Minggu, 19 Februari 2012

Seribu Sungai

Ki Sulisno

Kota Seribu Sungai. Ikon itu dilekatkan pada Kota Banjarmasin. Apakah betul-betul ada seribu sungai? Tentu tidak. Kata seribu untuk meyakinkan betapa banyaknya sungai-sungai itu. Ya. Kota Banjarmasin adalah kota yang hampir seluruh wilayahnya terdiri atas rawa-rawa. Rumah-rumah dibangun di atas air. Air pasang pada malam hari dan akan surut di pagi harinya. Naik dan turun. Tenang. Seolah tidak mengalir. Menandakan bahwa ketinggian tempatnya hampir sejajar dengan permukaan laut. Sungai besar dan kecil mudah ditemukan. Perahu kelotok dan jukung hilir mudik melintasi orang-orang yang mandi, mencuci, memancing ikan, dan berak di dalam rumah-rumah lanting yang mengapung di atas air.

Sungai-sungai itu juga menghubungkan sejumlah daerah lain di Kalimantan Selatan. Sejumlah barang dipasok dari hulu sungai di daerah pegunungan Meratus. Kayu galam, ulin dan bambu diangkut dengan perahu atau dihanyutkan melalui sungai.

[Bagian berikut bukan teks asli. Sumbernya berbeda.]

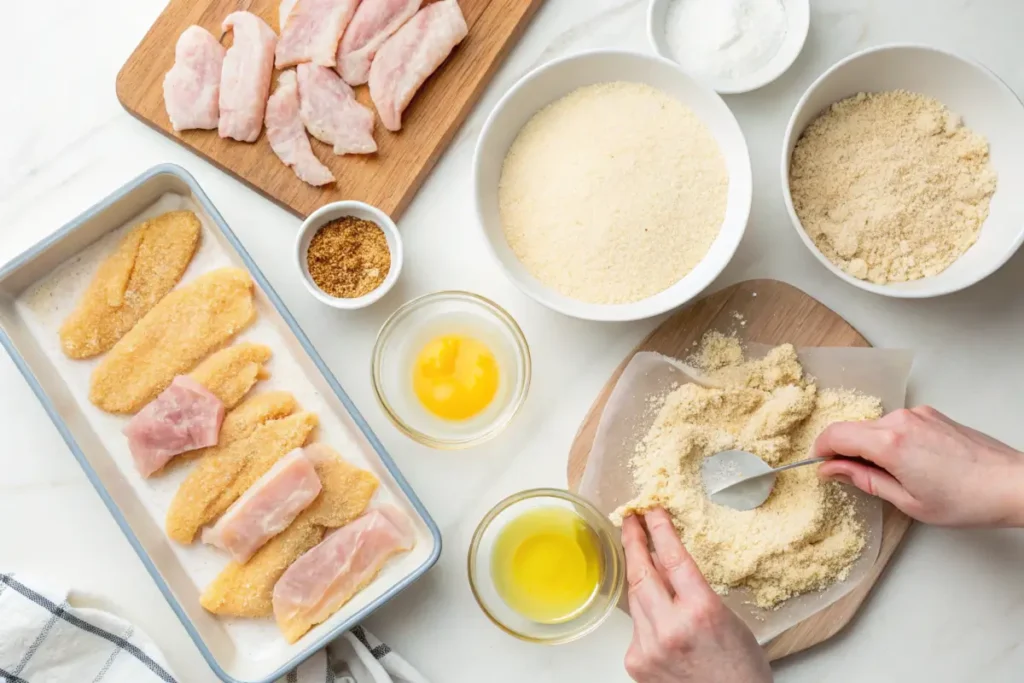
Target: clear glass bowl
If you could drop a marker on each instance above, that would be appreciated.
(481, 582)
(422, 319)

Batu bara juga dikirim ke tempat lain melintasi pulau bahkan melintasi batas negara dengan tongkang yang mampu mengangkut berpuluh-puluh ton batubara yang ditambang siang dan malam tanpa henti. Saya pernah memancing semalam suntuk di Pelabuhan Marabahan, Kabupaten Barito Kuala, saat malam bulan purnama. Saat itulah saya menyaksikan batubara yang diangkut dengan tongkang menyerupai gundukan bukit yang berjalan. Puluhan kali pemandangan bukit ini melintas hanya berselang dalam hitungan menit, tidak sampai jam.

Sementara kalau kita melewati daerah Negara di Kabupaten Hulu Sungai Utara dari Kota Amuntai menuju Kota Kandangan, Hulu Sungai Selatan, selain sesekali menyaksikan rangkaian bambu yang dihanyutkan melalui sungai yang bersebelahan dengan jalan beraspal juga bisa menikmati pemandanga hamparan perairan puluhan ribu hektar pada saat musim hujan dan beralih menjadi tanah pertanian saat kemarau. Di areal itulah hidup ribuan kerbau rawa milik warga yang seolah dilepas begitu saja.

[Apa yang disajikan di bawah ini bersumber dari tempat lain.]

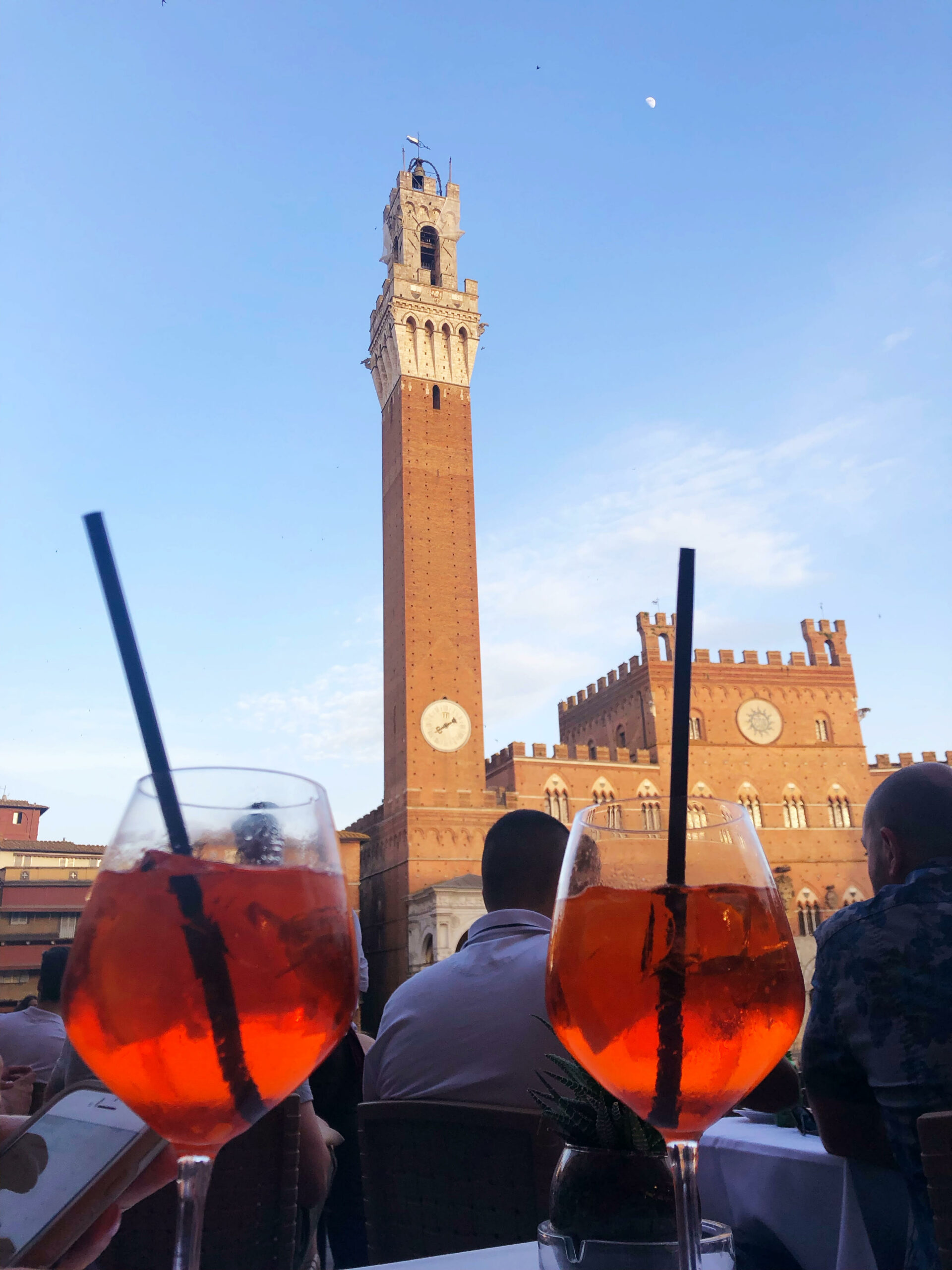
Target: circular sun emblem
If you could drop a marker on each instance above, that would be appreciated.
(760, 722)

Ini dapat menjadi potensi wisata yang luar biasa untuk digarap. Sungai-sungai di Pegunungan Meratus yang berarus deras adalah potensi wisata petualangan yang menakjubkan. Di Marabahan terdapat jembatan yang begitu indah dan pelabuhan yang mengesankan saat suasana malam. Menikmati pentas seni berkelas di Panggung Terbuka Siring Kotabaru takkan mudah terlupakan. Begitu pula menyusuri sungai di daerah-daerah lain di Kalimantan Selatan, akan lebih berkesan lagi bila di setiap sungai mendapatkan pemandangan dan pengalaman berbeda.

Sungai telah menjadi bagian dari identitas. Wilayah-wilayah di Kalimantan Selatan, dari tingkat kampung hingga tingkat kabupaten banyak yang diberi nama sesuai nama sungai yang melintas di wilayah tersebut. Sungai Lulut, Sungai Jingah, Barito Kuala, Hulu Sungai Selatan adalah nama-nama yang merujuk pada sungai. Kota Seribu Sungai diberikan sebagai julukan Kota Banjarmasin.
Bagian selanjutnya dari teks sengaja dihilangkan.